Su questo fronte, però, a tratti si potrebbe avere l’impressione che 2119. La disfatta dei Sapiens non sappia andare molto oltre una serie di situazioni-tipo della narrativa di genere e luoghi comuni (il transumanesimo, il post-umano, o meglio l’umanità aumentata, eccetera) che hanno stancato persino il dibattito in letteratura su uomo e macchina. Meglio non aspettarsi, insomma, quel punto di svolta che renda quello della Guzzanti il romanzo che non ci si aspettava dalla narrativa distopica figlia della pandemia: di fatto potrebbe non arrivare mai.

Perché leggere 2119. La disfatta dei Sapiens

C’è piuttosto un altro elemento interessante che, da solo, vale la lettura di 2119. La disfatta dei Sapiens come se fosse un saggio sul nostro tempo più che una storia di distopia futura.

Di fronte a un mondo le cui regole sfuggono o si faticano a comprendere, non c’è niente di salvifico come il lavoro. Soprattutto se è lavoro fatto alla vecchia maniera, verrebbe da aggiungere. Prima della storia di come il mondo è riuscito a sopravvivere alla disfatta dei Sapiens, infatti, il romanzo è la storia di una strampalata redazione di giornalisti in carne e ossa, per definizione sovversiva in un tempo – ancora una volta: futuro o già nostro? – in cui a fare i giornali sono robot, algoritmi, intelligenze artificiali.

Da una di loro arriva l’intuizione che c’è un futuro possibile anche oltre un sistema centralizzato e artificiale di controllo delle persone. Che si tratti di un’intuizione figlia di passione e devozione per il proprio mestiere è la morale rincuorante di una favola che, per il resto, di rincuorante ha davvero molto poco. Anche quando parla del futuro della cultura del lavoro.

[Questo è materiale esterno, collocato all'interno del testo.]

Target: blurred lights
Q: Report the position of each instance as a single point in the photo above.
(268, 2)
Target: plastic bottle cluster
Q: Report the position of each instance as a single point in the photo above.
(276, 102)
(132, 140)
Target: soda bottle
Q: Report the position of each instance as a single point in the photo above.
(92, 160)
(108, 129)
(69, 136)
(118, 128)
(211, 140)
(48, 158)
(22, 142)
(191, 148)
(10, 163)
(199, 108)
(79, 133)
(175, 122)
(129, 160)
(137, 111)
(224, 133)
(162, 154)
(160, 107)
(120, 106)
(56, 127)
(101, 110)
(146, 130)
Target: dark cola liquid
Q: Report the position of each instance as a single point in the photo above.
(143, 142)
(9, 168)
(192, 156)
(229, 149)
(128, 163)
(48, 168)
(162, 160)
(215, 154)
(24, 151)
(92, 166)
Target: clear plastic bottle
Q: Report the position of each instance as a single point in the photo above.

Tra le ragioni per leggerlo, insomma, ci sono due regali che collateralmente in 2119. La disfatta dei Sapiens Sabina Guzzanti fa ai propri lettori. Il primo, per tutti, è l’ipotesi rassicurante che un antidoto alla distopia – e, più in generale, a una certa narrativa tecnoscettica – esiste: continuare a credere in quello che si fa, meglio se con una visione e degli obiettivi ben precisi. Il secondo regalo riguarda chi fa questo lavoro, e si aggiunge all’idea per molti versi romantica che il (buon) giornalismo sia ancora lungi da una morte a lungo profetizzata. E che soprattutto abbia ancora il potere di cambiare le cose.